Por: Emmanuel Rangel Redondo
La Guajira, un departamento de enormes riquezas culturales, ambientales y humanas, también ha vivido décadas de profundas desigualdades, conflictos por el acceso a servicios básicos y una política marcada por estructuras tradicionales de poder. Con el paso del tiempo, estas dinámicas han consolidado lo que muchas personas llaman “clanes políticos”: familias o grupos de poder que, a través de prácticas clientelistas y redes de influencia, han mantenido el control de la toma de decisiones y de la representación institucional.
Los clanes y la política tradicional
Los clanes políticos en La Guajira se han caracterizado por:
Monopolizar espacios de poder por generaciones, donde el acceso a cargos públicos suele repetirse dentro de un mismo grupo familiar o allegado.
Clientelismo y prebendas, con la entrega de favores, dinero o apoyos locales a cambio de respaldo político.
Debilitamiento de la participación ciudadana, especialmente juvenil y comunitaria, frente a la centralización del poder.
Estas prácticas han generado una sensación de que la política está alejada de las necesidades reales de poblaciones rurales, indígenas, campesinas y jóvenes que buscan soluciones a problemas urgentes: acceso a agua potable, educación de calidad, salud, oportunidades de empleo y participación efectiva.
Un clamor popular por renovación.
En los últimos años, se ha venido fortaleciendo un sentimiento colectivo: La Guajira necesita líderes que representen de verdad a su gente, no intereses de grupo. Este clamor no es casualidad, sino respuesta a experiencias de años donde las prioridades de comunidades han quedado a un lado frente a agendas particulares.
Diversos sectores sociales —comunidades indígenas wayuu y de otros pueblos, jóvenes, mujeres, organizaciones sociales y académicas— han empezado a proponer nombres, ideas y proyectos políticos que:
Tienen raíces comunitarias, construidos desde la base y no desde el poder.
Articulan propuestas claras en torno a problemas reales, como la crisis de agua, la educación bilingüe e intercultural, la salud pública y la protección del medio ambiente.
Promueven liderazgo juvenil, reconociendo la energía, creatividad y compromiso de jóvenes con su territorio.
Retos para elegir personas idóneas.
Para que este cambio sea real y sostenible, la sociedad guajira enfrenta varios retos:
1. Transición de clientelismo a política programática
Es fundamental que la ciudadanía deje de votar por favores o promesas superficiales y comience a apoyar programas y proyectos serios, con metas claras y vértices de evaluación pública.
2. Educación política para jóvenes y comunidades
Entender cómo funciona el Estado, cómo se presentan iniciativas legislativas o de gobierno, cómo se controla la gestión pública, fortalece la capacidad de exigir resultados y de participar de forma activa, y no solo como electores pasivos.
3. Apoyo a liderazgos comunitarios
Las comunidades ya tienen líderes —en pueblos indígenas, juntas de acción comunal, organizaciones ambientales y sociales— que conocen los problemas y han propuesto soluciones. Necesitan respaldo para dar el salto a cargos de representación con acompañamiento, capacitación y redes amplias.
4. Transparencia y rendición de cuentas
Elegir líderes competentes también implica demandar mecanismos de transparencia: plan de gobierno claro, rendición pública de cuentas periódica y evaluación de resultados. La política debe acercarse más a la gente que la elige.

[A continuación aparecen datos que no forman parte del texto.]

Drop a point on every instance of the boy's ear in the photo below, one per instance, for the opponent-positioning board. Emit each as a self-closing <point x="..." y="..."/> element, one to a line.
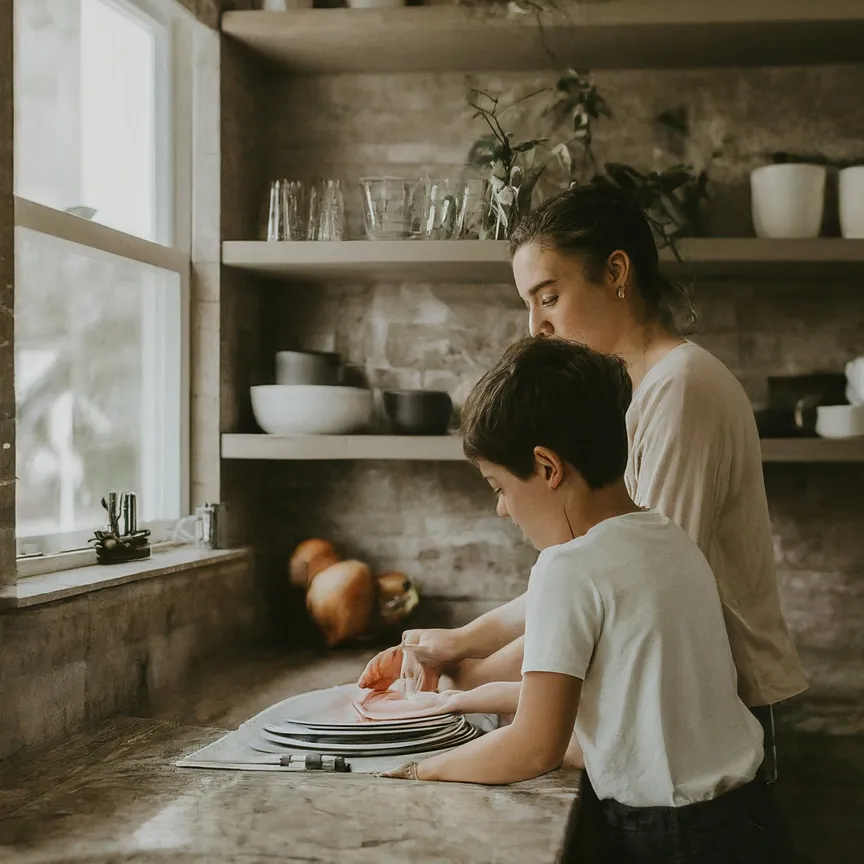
<point x="550" y="464"/>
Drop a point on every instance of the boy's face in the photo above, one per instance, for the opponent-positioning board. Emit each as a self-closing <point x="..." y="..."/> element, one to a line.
<point x="532" y="504"/>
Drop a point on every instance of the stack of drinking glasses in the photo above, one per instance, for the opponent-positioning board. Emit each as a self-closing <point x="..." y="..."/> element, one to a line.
<point x="306" y="211"/>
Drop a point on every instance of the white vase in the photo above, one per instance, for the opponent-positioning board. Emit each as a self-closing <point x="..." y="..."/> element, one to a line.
<point x="788" y="200"/>
<point x="852" y="202"/>
<point x="285" y="5"/>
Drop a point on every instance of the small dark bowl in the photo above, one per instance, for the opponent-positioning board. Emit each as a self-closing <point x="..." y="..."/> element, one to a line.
<point x="417" y="412"/>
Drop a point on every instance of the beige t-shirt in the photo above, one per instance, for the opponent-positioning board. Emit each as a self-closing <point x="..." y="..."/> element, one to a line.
<point x="631" y="608"/>
<point x="695" y="457"/>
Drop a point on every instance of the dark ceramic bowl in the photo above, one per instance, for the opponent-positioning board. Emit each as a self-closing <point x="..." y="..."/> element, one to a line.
<point x="307" y="367"/>
<point x="417" y="412"/>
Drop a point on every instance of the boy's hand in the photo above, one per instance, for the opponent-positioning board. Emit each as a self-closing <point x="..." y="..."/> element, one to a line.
<point x="386" y="668"/>
<point x="432" y="648"/>
<point x="382" y="670"/>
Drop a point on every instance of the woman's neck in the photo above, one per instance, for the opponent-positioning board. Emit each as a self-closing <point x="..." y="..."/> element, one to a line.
<point x="644" y="346"/>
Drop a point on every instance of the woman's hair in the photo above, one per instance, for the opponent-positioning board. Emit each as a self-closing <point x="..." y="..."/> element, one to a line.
<point x="592" y="222"/>
<point x="551" y="393"/>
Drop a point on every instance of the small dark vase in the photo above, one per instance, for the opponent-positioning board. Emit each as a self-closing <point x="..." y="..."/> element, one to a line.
<point x="417" y="412"/>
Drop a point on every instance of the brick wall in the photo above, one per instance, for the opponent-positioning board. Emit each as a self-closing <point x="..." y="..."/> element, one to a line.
<point x="111" y="651"/>
<point x="436" y="521"/>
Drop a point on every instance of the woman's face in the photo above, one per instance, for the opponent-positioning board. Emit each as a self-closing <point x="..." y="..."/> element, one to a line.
<point x="562" y="302"/>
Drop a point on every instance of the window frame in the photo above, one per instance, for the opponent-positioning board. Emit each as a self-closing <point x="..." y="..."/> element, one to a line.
<point x="173" y="168"/>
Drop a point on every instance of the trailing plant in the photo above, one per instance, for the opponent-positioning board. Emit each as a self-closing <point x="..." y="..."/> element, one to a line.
<point x="513" y="167"/>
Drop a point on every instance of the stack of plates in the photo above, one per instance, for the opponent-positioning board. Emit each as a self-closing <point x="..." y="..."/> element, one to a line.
<point x="382" y="738"/>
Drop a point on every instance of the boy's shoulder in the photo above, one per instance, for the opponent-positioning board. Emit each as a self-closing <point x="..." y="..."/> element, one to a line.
<point x="635" y="542"/>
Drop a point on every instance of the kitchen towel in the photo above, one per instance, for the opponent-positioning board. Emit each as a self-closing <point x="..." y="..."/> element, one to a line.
<point x="240" y="750"/>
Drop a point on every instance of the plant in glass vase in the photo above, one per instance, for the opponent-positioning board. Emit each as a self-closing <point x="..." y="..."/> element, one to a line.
<point x="669" y="197"/>
<point x="578" y="104"/>
<point x="509" y="165"/>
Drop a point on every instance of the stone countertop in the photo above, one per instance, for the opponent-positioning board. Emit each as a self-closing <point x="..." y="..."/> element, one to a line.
<point x="113" y="795"/>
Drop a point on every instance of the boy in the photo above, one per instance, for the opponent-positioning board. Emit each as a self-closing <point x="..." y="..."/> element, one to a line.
<point x="624" y="634"/>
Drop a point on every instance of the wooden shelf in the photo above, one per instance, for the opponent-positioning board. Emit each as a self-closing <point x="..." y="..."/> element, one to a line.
<point x="448" y="448"/>
<point x="487" y="261"/>
<point x="428" y="448"/>
<point x="813" y="449"/>
<point x="632" y="34"/>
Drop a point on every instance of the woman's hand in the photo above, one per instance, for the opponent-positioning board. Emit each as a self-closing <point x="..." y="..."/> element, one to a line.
<point x="406" y="771"/>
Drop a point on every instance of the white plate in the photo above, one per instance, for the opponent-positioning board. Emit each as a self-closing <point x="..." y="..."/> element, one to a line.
<point x="432" y="722"/>
<point x="463" y="731"/>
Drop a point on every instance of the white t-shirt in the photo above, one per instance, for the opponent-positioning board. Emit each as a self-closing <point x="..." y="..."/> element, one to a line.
<point x="632" y="609"/>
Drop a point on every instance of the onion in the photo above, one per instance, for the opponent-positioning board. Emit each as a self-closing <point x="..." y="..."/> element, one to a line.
<point x="397" y="597"/>
<point x="309" y="559"/>
<point x="341" y="601"/>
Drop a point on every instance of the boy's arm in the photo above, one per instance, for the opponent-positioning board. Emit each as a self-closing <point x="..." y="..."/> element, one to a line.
<point x="499" y="697"/>
<point x="533" y="744"/>
<point x="492" y="630"/>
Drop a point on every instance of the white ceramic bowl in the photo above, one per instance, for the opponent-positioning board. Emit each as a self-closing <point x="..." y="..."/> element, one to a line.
<point x="840" y="421"/>
<point x="311" y="409"/>
<point x="788" y="200"/>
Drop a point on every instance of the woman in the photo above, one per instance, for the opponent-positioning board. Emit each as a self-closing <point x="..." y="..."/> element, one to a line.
<point x="586" y="266"/>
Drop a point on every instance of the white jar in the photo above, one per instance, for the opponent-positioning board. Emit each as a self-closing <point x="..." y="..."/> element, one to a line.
<point x="788" y="200"/>
<point x="840" y="421"/>
<point x="285" y="5"/>
<point x="852" y="202"/>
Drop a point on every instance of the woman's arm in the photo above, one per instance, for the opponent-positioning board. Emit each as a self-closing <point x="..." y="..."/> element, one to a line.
<point x="533" y="744"/>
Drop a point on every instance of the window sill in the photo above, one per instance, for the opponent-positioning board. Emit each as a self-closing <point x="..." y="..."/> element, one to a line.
<point x="48" y="587"/>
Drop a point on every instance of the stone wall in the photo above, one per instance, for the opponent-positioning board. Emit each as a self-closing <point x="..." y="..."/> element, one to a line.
<point x="110" y="651"/>
<point x="436" y="521"/>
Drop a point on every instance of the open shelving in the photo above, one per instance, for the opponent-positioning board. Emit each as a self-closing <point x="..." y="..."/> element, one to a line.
<point x="631" y="34"/>
<point x="822" y="258"/>
<point x="448" y="448"/>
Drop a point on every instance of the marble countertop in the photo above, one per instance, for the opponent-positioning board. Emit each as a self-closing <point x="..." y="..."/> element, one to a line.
<point x="112" y="794"/>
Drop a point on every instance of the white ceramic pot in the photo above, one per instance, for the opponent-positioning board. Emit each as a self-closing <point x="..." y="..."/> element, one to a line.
<point x="852" y="202"/>
<point x="311" y="409"/>
<point x="375" y="4"/>
<point x="840" y="421"/>
<point x="788" y="200"/>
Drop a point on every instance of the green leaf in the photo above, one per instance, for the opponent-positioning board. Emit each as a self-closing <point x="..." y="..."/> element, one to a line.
<point x="525" y="146"/>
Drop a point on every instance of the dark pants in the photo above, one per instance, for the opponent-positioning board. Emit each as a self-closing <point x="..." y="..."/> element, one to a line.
<point x="739" y="827"/>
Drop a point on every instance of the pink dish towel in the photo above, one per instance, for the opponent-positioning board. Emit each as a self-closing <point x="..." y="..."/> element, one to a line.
<point x="393" y="705"/>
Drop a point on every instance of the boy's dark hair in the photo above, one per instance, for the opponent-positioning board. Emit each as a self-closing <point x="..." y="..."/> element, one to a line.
<point x="548" y="392"/>
<point x="590" y="223"/>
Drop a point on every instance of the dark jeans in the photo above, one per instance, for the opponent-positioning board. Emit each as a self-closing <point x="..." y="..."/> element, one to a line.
<point x="739" y="827"/>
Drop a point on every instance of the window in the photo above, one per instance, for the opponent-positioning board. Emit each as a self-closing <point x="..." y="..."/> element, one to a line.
<point x="101" y="264"/>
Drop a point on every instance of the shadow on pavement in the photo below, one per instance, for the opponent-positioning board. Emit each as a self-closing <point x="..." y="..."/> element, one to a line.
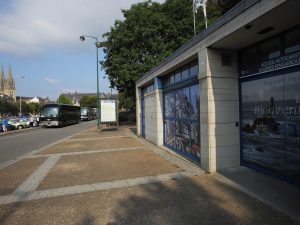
<point x="203" y="200"/>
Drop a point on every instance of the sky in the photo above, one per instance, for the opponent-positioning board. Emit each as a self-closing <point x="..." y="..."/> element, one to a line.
<point x="40" y="40"/>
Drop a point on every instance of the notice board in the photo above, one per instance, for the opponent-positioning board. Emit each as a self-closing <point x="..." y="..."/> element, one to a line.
<point x="108" y="110"/>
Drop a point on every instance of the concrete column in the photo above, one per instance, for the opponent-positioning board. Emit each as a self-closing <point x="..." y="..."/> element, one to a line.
<point x="219" y="109"/>
<point x="138" y="111"/>
<point x="159" y="113"/>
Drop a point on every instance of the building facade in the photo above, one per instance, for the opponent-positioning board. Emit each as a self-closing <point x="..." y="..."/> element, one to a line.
<point x="7" y="86"/>
<point x="231" y="95"/>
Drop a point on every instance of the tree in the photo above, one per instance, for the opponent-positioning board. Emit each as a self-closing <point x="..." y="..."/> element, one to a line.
<point x="149" y="33"/>
<point x="89" y="101"/>
<point x="7" y="107"/>
<point x="126" y="103"/>
<point x="62" y="99"/>
<point x="34" y="107"/>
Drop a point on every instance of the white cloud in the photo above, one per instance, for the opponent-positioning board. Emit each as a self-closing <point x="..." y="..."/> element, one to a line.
<point x="29" y="27"/>
<point x="51" y="81"/>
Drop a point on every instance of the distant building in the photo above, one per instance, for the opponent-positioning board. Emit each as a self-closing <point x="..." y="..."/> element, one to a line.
<point x="7" y="86"/>
<point x="75" y="97"/>
<point x="6" y="98"/>
<point x="35" y="100"/>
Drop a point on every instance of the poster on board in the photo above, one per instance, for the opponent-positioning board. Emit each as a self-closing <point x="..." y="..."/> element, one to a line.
<point x="108" y="110"/>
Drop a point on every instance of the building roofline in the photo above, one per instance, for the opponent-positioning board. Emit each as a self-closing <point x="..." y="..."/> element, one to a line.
<point x="228" y="16"/>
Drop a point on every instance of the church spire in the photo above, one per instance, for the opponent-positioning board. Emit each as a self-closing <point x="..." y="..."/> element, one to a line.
<point x="9" y="84"/>
<point x="2" y="81"/>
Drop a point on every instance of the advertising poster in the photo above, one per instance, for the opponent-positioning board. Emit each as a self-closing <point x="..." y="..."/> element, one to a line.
<point x="108" y="110"/>
<point x="182" y="121"/>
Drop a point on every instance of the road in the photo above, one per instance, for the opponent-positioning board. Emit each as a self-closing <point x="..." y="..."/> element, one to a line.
<point x="17" y="144"/>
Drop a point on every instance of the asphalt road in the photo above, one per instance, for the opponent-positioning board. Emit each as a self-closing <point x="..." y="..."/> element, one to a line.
<point x="20" y="143"/>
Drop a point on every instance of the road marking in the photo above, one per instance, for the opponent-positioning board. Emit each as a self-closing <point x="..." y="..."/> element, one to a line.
<point x="89" y="139"/>
<point x="35" y="195"/>
<point x="23" y="134"/>
<point x="32" y="182"/>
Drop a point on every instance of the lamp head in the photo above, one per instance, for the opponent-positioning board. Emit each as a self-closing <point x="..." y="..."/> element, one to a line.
<point x="82" y="38"/>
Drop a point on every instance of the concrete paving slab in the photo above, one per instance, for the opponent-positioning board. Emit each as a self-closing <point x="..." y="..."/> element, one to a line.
<point x="79" y="145"/>
<point x="12" y="176"/>
<point x="108" y="166"/>
<point x="280" y="194"/>
<point x="199" y="200"/>
<point x="98" y="135"/>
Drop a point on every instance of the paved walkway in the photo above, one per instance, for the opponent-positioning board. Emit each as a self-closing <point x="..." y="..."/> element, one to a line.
<point x="113" y="177"/>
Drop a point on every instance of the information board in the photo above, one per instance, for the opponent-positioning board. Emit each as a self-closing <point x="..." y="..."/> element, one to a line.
<point x="108" y="110"/>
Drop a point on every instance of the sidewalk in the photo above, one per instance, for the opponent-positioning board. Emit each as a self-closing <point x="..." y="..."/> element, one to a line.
<point x="113" y="177"/>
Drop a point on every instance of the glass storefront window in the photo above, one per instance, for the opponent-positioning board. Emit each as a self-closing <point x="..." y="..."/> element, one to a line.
<point x="270" y="49"/>
<point x="185" y="73"/>
<point x="183" y="103"/>
<point x="271" y="124"/>
<point x="194" y="70"/>
<point x="177" y="76"/>
<point x="170" y="105"/>
<point x="249" y="61"/>
<point x="181" y="119"/>
<point x="292" y="41"/>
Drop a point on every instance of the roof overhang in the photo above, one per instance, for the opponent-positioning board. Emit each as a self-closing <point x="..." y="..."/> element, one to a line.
<point x="281" y="18"/>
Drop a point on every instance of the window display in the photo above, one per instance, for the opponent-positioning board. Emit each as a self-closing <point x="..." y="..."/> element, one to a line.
<point x="181" y="119"/>
<point x="271" y="124"/>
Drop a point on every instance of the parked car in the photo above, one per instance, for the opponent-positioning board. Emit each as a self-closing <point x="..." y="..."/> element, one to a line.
<point x="19" y="123"/>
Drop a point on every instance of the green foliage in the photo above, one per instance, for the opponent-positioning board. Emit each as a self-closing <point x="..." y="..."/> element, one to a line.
<point x="88" y="101"/>
<point x="62" y="99"/>
<point x="149" y="33"/>
<point x="34" y="108"/>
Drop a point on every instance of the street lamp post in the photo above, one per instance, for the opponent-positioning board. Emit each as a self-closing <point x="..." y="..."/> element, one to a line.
<point x="97" y="44"/>
<point x="20" y="99"/>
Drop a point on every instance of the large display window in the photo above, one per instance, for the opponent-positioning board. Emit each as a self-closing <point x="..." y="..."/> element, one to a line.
<point x="270" y="116"/>
<point x="181" y="121"/>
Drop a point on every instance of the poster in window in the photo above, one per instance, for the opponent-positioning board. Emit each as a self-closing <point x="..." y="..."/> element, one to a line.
<point x="108" y="110"/>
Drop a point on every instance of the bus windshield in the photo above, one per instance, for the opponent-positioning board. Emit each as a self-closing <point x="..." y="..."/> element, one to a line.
<point x="50" y="112"/>
<point x="84" y="111"/>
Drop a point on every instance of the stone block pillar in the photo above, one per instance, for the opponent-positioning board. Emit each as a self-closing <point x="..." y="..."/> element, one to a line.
<point x="219" y="109"/>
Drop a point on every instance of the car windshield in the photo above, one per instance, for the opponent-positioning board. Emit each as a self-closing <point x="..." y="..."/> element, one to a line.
<point x="50" y="112"/>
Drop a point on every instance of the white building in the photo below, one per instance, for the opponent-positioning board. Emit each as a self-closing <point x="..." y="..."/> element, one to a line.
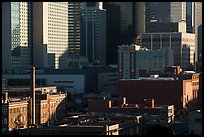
<point x="16" y="35"/>
<point x="182" y="44"/>
<point x="93" y="32"/>
<point x="50" y="33"/>
<point x="132" y="60"/>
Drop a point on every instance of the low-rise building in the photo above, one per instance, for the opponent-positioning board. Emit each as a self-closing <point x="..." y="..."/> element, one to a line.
<point x="132" y="60"/>
<point x="164" y="114"/>
<point x="14" y="113"/>
<point x="92" y="125"/>
<point x="165" y="91"/>
<point x="195" y="122"/>
<point x="73" y="80"/>
<point x="49" y="107"/>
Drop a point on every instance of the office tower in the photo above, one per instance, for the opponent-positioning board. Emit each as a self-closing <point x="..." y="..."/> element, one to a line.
<point x="93" y="32"/>
<point x="182" y="44"/>
<point x="127" y="68"/>
<point x="197" y="22"/>
<point x="167" y="11"/>
<point x="147" y="18"/>
<point x="189" y="17"/>
<point x="16" y="35"/>
<point x="125" y="21"/>
<point x="199" y="66"/>
<point x="74" y="27"/>
<point x="50" y="34"/>
<point x="194" y="20"/>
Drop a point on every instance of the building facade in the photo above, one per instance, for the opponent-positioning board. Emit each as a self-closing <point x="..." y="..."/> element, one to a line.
<point x="194" y="20"/>
<point x="182" y="44"/>
<point x="195" y="122"/>
<point x="93" y="32"/>
<point x="17" y="41"/>
<point x="14" y="113"/>
<point x="132" y="60"/>
<point x="50" y="35"/>
<point x="74" y="27"/>
<point x="125" y="21"/>
<point x="164" y="91"/>
<point x="167" y="11"/>
<point x="73" y="80"/>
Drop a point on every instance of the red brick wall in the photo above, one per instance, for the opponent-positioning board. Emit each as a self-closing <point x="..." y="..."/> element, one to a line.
<point x="163" y="92"/>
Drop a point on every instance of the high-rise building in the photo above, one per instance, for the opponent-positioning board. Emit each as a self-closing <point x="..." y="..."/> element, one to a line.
<point x="199" y="66"/>
<point x="182" y="44"/>
<point x="167" y="11"/>
<point x="93" y="32"/>
<point x="189" y="17"/>
<point x="74" y="27"/>
<point x="50" y="33"/>
<point x="16" y="35"/>
<point x="125" y="21"/>
<point x="197" y="22"/>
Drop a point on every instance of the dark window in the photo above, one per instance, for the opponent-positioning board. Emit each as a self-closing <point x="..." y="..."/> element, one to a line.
<point x="91" y="4"/>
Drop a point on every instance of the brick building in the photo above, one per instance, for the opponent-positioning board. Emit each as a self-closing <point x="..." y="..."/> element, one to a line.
<point x="14" y="113"/>
<point x="49" y="108"/>
<point x="109" y="106"/>
<point x="165" y="91"/>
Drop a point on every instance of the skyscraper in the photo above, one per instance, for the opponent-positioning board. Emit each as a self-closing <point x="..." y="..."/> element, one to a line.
<point x="74" y="27"/>
<point x="194" y="20"/>
<point x="167" y="11"/>
<point x="125" y="21"/>
<point x="16" y="35"/>
<point x="93" y="32"/>
<point x="197" y="23"/>
<point x="50" y="33"/>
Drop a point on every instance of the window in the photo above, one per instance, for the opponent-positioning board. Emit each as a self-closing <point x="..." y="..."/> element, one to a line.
<point x="4" y="111"/>
<point x="198" y="120"/>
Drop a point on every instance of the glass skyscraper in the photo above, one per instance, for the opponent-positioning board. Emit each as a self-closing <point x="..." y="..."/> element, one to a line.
<point x="17" y="35"/>
<point x="167" y="11"/>
<point x="74" y="27"/>
<point x="93" y="32"/>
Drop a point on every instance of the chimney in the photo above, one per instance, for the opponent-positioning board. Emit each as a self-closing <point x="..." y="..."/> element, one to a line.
<point x="5" y="96"/>
<point x="32" y="96"/>
<point x="152" y="103"/>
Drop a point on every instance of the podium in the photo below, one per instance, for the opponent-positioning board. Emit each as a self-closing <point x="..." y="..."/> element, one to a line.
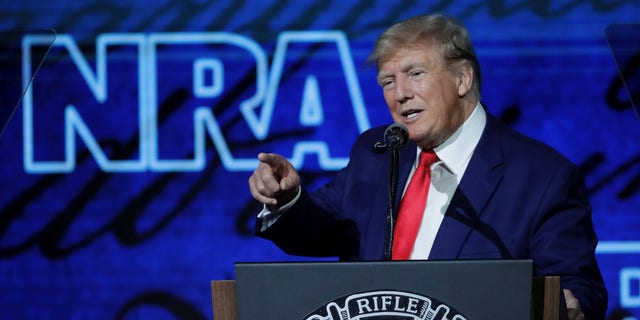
<point x="543" y="294"/>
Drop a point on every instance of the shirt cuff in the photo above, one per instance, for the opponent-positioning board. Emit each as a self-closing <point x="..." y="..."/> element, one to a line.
<point x="270" y="216"/>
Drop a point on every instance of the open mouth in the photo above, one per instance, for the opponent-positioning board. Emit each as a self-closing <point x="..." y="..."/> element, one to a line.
<point x="410" y="114"/>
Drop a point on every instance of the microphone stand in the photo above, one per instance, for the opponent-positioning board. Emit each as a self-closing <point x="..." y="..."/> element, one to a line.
<point x="391" y="212"/>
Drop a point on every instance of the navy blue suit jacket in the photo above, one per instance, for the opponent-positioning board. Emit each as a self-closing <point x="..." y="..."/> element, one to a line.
<point x="518" y="199"/>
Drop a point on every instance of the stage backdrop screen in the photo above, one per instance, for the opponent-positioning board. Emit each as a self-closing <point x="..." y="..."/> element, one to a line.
<point x="130" y="128"/>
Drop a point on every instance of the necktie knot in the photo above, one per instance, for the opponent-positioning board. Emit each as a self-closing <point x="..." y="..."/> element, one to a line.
<point x="427" y="158"/>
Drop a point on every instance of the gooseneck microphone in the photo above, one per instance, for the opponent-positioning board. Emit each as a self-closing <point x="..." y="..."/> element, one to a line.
<point x="395" y="137"/>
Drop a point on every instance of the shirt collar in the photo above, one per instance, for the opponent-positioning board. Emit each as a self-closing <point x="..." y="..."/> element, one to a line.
<point x="456" y="151"/>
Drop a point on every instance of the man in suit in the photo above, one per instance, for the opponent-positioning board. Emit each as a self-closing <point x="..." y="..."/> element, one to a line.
<point x="492" y="192"/>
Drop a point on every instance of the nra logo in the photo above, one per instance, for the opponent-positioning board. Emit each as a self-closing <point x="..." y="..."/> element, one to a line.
<point x="385" y="304"/>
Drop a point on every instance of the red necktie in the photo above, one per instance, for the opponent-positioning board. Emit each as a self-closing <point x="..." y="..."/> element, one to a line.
<point x="412" y="208"/>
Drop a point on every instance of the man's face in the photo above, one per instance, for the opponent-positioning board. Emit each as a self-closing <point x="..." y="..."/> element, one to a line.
<point x="423" y="94"/>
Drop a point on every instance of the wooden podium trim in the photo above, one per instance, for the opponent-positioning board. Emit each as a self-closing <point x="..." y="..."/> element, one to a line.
<point x="545" y="298"/>
<point x="545" y="301"/>
<point x="223" y="299"/>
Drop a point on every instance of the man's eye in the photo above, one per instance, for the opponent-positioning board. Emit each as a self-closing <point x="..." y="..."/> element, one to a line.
<point x="387" y="83"/>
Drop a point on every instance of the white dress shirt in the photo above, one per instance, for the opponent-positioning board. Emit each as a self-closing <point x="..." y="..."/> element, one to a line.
<point x="453" y="157"/>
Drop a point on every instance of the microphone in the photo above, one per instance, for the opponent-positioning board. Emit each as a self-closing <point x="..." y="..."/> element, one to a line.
<point x="395" y="137"/>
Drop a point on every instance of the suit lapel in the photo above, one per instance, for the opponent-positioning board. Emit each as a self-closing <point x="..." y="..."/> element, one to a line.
<point x="407" y="159"/>
<point x="480" y="179"/>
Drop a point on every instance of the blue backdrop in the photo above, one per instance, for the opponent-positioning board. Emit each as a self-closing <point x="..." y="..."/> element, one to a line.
<point x="124" y="165"/>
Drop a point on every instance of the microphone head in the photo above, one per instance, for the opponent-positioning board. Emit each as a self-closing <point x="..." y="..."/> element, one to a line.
<point x="396" y="136"/>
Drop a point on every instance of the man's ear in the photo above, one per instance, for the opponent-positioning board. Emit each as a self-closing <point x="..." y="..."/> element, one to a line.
<point x="464" y="78"/>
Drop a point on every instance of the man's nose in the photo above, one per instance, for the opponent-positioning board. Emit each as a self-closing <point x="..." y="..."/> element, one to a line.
<point x="404" y="91"/>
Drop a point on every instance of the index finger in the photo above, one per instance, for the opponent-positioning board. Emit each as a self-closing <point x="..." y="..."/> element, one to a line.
<point x="271" y="159"/>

Un llamado a la acción colectiva.
El futuro político de La Guajira no está escrito. La historia reciente muestra que los cambios son posibles cuando comunidades organizadas, informadas y decididas alzan su voz y actúan con conciencia crítica.
Elegir personas idóneas —no por apellido ni por la fuerza de un clan, sino por su trayectoria, compromiso y propuestas concretas— es un paso esencial para transformar las realidades locales. Eso requiere una ciudadanía activa que no solo vote, sino que también exija, participe y se forme políticamente.
La Guajira merece una política que responda a sus necesidades, reconozca su diversidad cultural y promueva el bienestar para todos sus habitantes. Ese sueño solo será posible si quienes representan a sus comunidades en cargos públicos llevan consigo las voces de esas mismas comunidades, y no los intereses de unos pocos.